Guitarist Mundell Lowe died today. He was 95. Lowe’s career began at 13 when he frequently went from his home in Laurel, Mississippi, to work at clubs in New Orleans’ French Quarter. After service in World War Two, he honed his bebop skills and became one of New York’s busiest guitarists. He worked with a cross-section of major musicians including the Sauter-Finegan Orchestra, pianist Billy Taylor, and his own quintet at The Embers and other clubs. He was in demand not only as a player, but after he moved to Los Angeles in the 1960s also as a composer for films and television series. For five years in the 1980s, he was music director of the Monterey Jazz Festival. Lowe remained active as a player well into his nineties.
One of his happiest occasional partnerships was with fellow guitarist Johnny Smith, another Southerner who was Lowe’s age and whose guitar style also developed under the influence of Charlie Christian.

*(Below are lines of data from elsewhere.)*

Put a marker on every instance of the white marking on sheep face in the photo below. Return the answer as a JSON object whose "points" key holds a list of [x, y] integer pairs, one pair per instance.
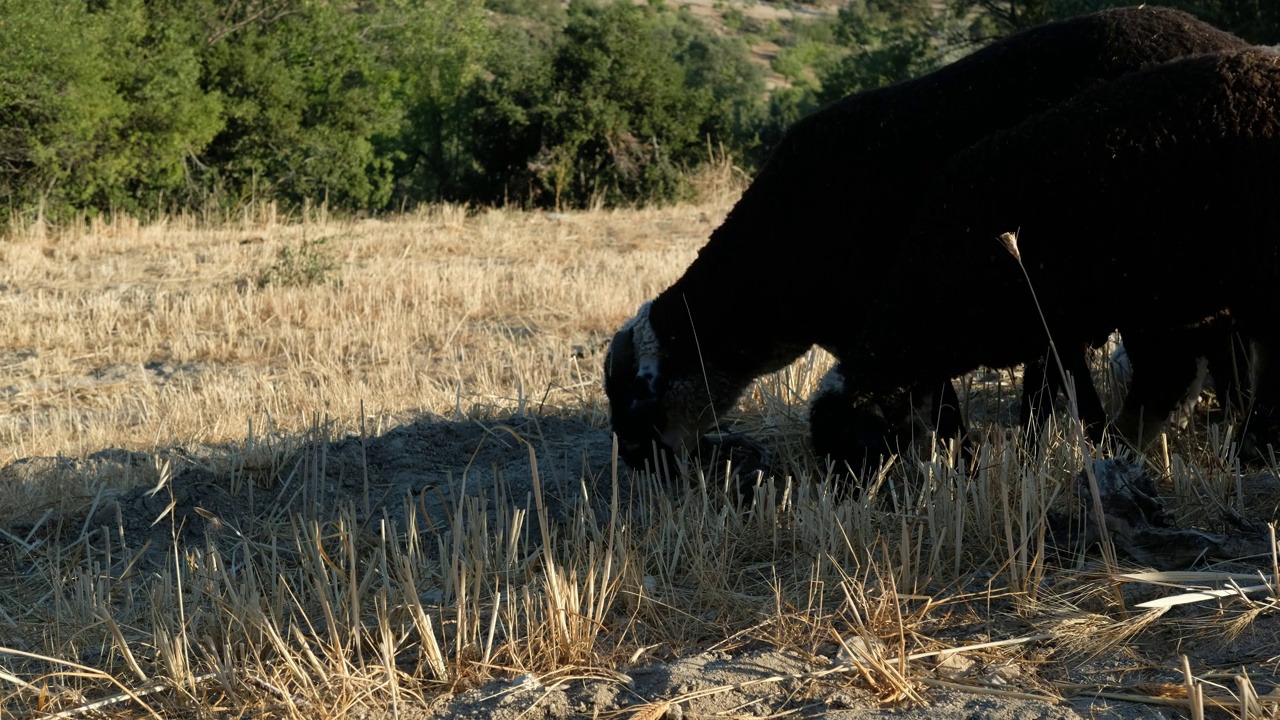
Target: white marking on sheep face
{"points": [[832, 383]]}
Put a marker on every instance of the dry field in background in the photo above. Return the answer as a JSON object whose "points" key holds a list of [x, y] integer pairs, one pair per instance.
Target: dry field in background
{"points": [[323, 469]]}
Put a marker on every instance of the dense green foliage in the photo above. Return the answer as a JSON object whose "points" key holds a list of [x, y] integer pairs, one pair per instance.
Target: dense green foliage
{"points": [[144, 105]]}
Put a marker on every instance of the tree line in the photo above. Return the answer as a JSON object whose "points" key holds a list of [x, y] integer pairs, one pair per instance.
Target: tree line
{"points": [[373, 105]]}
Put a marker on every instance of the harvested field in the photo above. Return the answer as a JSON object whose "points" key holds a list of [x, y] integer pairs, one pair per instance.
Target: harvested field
{"points": [[330, 469]]}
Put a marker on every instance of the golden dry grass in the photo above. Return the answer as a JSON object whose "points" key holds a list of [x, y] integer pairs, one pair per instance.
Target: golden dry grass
{"points": [[147, 337]]}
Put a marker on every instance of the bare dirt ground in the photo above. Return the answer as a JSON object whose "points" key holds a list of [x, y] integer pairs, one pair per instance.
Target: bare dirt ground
{"points": [[389, 492]]}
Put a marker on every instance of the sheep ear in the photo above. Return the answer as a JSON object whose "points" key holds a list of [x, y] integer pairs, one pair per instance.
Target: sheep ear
{"points": [[621, 356], [647, 373]]}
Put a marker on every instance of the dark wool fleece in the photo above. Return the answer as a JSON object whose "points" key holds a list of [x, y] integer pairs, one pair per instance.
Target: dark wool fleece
{"points": [[1147, 203]]}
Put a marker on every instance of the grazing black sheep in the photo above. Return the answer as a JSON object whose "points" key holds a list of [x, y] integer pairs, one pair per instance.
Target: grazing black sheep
{"points": [[1111, 192], [1214, 346], [809, 237]]}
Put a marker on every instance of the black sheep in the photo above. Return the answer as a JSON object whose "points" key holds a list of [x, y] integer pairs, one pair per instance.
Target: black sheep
{"points": [[826, 214], [1112, 192]]}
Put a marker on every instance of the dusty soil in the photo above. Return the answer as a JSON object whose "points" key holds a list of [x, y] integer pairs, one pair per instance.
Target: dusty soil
{"points": [[438, 461]]}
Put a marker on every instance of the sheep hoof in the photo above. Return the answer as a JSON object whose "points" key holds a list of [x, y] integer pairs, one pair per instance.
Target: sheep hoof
{"points": [[745, 455]]}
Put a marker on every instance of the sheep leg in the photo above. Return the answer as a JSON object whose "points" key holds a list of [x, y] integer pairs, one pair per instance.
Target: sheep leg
{"points": [[1165, 365], [1043, 379], [856, 432], [1262, 420]]}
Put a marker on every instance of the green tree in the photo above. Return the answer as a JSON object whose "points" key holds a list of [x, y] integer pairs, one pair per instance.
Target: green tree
{"points": [[58, 108], [438, 54], [306, 99], [888, 40]]}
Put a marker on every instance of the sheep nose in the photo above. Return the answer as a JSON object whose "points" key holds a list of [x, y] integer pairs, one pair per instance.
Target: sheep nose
{"points": [[643, 388]]}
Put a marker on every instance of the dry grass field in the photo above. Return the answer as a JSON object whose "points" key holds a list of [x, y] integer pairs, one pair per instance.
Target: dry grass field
{"points": [[286, 468]]}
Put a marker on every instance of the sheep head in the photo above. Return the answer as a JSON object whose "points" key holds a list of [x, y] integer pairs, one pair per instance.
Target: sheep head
{"points": [[661, 395]]}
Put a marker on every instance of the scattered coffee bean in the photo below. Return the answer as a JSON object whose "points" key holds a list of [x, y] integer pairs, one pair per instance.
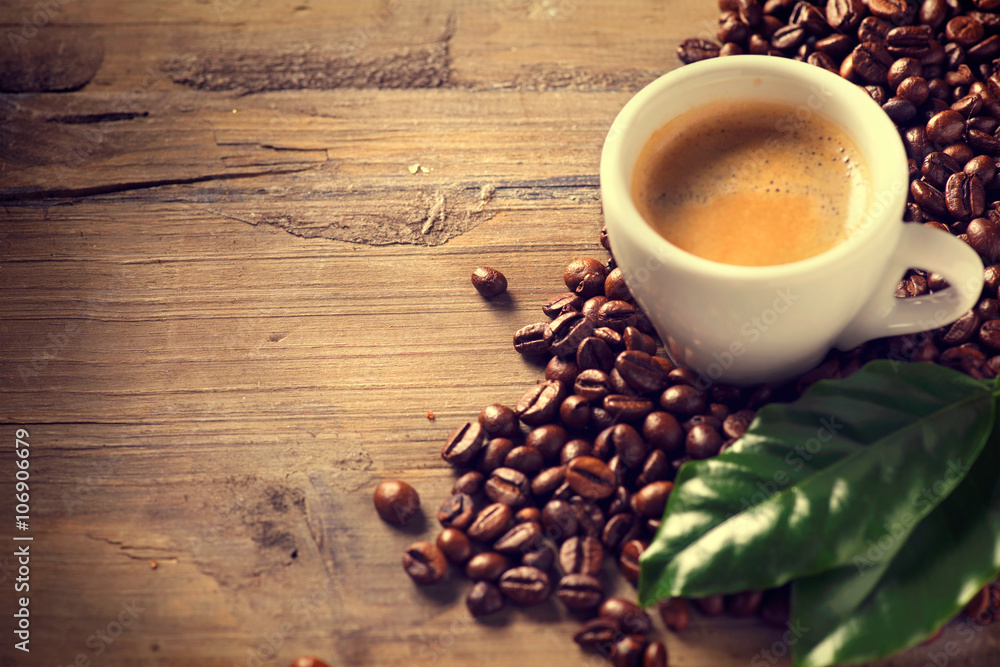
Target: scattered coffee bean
{"points": [[454, 544], [489, 282], [525, 585], [484, 599], [396, 502], [425, 563], [581, 554]]}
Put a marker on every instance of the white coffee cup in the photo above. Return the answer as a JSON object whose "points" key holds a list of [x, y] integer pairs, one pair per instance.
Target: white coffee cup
{"points": [[749, 324]]}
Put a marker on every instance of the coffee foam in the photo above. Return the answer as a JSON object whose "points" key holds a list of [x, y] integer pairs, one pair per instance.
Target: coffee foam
{"points": [[748, 182]]}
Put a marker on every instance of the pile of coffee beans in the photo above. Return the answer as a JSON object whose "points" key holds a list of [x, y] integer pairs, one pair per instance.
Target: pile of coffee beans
{"points": [[579, 469], [934, 67]]}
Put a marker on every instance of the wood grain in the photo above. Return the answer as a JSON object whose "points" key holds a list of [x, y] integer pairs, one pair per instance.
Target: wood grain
{"points": [[226, 316]]}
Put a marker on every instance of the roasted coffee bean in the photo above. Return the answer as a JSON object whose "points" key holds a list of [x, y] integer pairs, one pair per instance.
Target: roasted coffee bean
{"points": [[470, 483], [736, 424], [965, 196], [809, 17], [484, 599], [911, 41], [655, 468], [563, 370], [585, 277], [964, 31], [983, 167], [592, 305], [559, 520], [914, 89], [789, 38], [580, 591], [693, 50], [548, 439], [425, 563], [915, 140], [581, 554], [836, 46], [989, 334], [640, 372], [684, 399], [650, 501], [988, 309], [457, 512], [548, 481], [982, 142], [574, 448], [489, 282], [933, 13], [619, 529], [845, 15], [454, 544], [630, 617], [636, 340], [592, 384], [463, 444], [508, 486], [901, 69], [655, 655], [929, 198], [627, 408], [614, 285], [396, 501], [899, 110], [676, 613], [542, 558], [566, 333], [597, 632], [873, 29], [878, 94], [575, 411], [938, 168], [491, 522], [820, 59], [985, 50], [494, 454], [525, 585], [499, 421], [590, 477], [520, 539], [628, 561], [619, 386], [486, 566], [540, 404], [532, 339], [628, 651], [620, 501], [871, 62], [711, 606], [896, 12], [526, 514], [984, 236], [524, 458], [562, 303], [616, 315], [945, 127], [594, 353], [662, 431], [744, 605]]}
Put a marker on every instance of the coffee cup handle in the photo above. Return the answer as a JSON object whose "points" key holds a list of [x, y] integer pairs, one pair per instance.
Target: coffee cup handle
{"points": [[933, 250]]}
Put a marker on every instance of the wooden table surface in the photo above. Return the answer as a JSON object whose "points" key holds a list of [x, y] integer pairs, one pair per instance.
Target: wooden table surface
{"points": [[228, 304]]}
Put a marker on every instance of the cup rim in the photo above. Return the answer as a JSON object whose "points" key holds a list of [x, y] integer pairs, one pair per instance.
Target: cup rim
{"points": [[617, 198]]}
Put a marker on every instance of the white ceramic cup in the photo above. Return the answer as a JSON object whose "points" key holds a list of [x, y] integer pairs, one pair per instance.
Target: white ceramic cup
{"points": [[749, 324]]}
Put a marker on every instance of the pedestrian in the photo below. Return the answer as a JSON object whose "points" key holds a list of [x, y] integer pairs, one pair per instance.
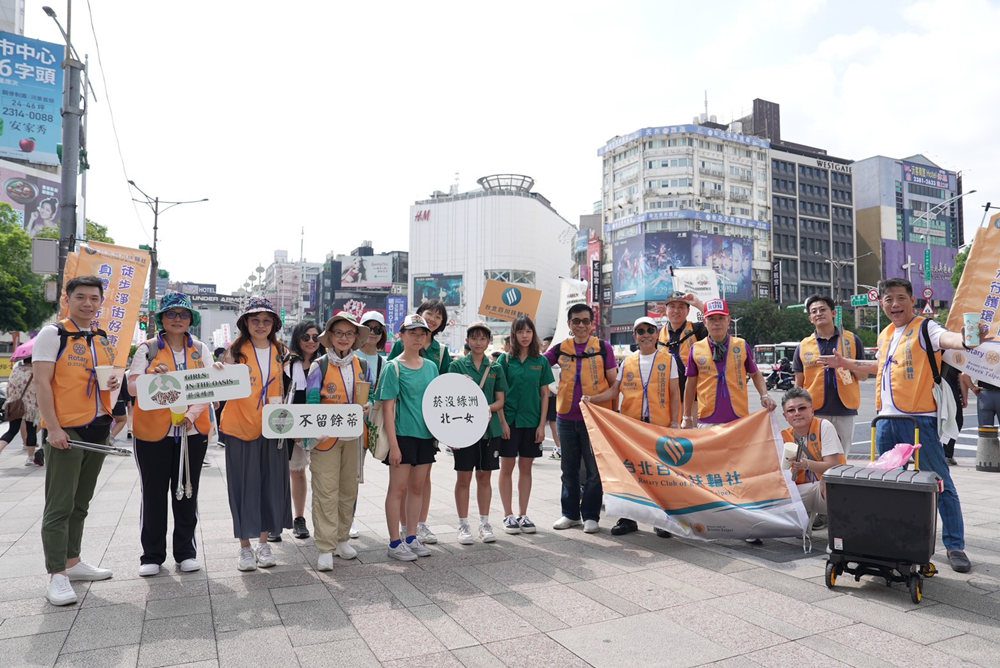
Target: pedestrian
{"points": [[72, 406], [648, 385], [304, 349], [528, 375], [587, 368], [411, 444], [435, 315], [159, 452], [483, 456], [904, 383], [338, 377], [256, 469]]}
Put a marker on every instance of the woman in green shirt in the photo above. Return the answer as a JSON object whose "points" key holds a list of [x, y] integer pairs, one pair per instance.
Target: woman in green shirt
{"points": [[528, 376]]}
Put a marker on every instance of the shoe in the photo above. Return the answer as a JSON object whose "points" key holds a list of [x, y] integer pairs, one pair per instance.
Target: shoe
{"points": [[299, 529], [401, 552], [959, 561], [345, 551], [265, 558], [566, 523], [417, 548], [247, 562], [87, 573], [486, 533], [425, 534], [148, 570], [511, 525], [190, 565], [465, 534], [624, 526], [60, 591]]}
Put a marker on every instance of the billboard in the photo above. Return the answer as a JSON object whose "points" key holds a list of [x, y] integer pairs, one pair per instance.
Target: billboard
{"points": [[372, 271], [31, 84], [32, 194], [446, 287]]}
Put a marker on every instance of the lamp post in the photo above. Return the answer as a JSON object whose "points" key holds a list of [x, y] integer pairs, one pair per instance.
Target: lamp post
{"points": [[154, 204]]}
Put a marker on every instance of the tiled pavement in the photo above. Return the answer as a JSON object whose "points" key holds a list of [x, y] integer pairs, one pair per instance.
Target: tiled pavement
{"points": [[553, 598]]}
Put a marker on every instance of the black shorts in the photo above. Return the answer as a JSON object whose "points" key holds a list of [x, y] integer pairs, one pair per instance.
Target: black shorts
{"points": [[415, 451], [521, 443], [481, 456]]}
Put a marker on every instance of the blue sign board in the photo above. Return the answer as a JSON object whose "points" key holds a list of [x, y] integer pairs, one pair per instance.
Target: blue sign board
{"points": [[31, 84]]}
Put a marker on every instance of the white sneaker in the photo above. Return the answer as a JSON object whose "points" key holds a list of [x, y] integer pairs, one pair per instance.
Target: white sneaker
{"points": [[486, 533], [401, 552], [565, 523], [465, 534], [417, 548], [87, 573], [189, 566], [60, 591], [247, 562], [149, 570], [265, 558], [425, 534], [345, 551]]}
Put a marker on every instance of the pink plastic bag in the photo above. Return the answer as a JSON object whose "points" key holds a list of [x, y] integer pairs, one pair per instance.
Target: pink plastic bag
{"points": [[895, 458]]}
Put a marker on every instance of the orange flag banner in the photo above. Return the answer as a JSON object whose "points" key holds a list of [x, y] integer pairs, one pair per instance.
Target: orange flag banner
{"points": [[717, 482]]}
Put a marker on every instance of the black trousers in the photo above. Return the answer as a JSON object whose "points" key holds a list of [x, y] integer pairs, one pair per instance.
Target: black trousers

At a 1985 festival in Mobile, Alabama, Lowe and Smith collaborated on Christian’s “Seven Come Eleven.” Despite Lowe’s crediting the composition to Benny Goodman, Christian wrote it in 1940 when he was in Benny Goodman’s sextet and big band. Smith, on your right, has the first solo. The rhythm section is Hank Jones, piano; Monty Budwig, bass; and Alan Dawson, drums.
Lowe was married to the singer Betty Bennett, who survives him.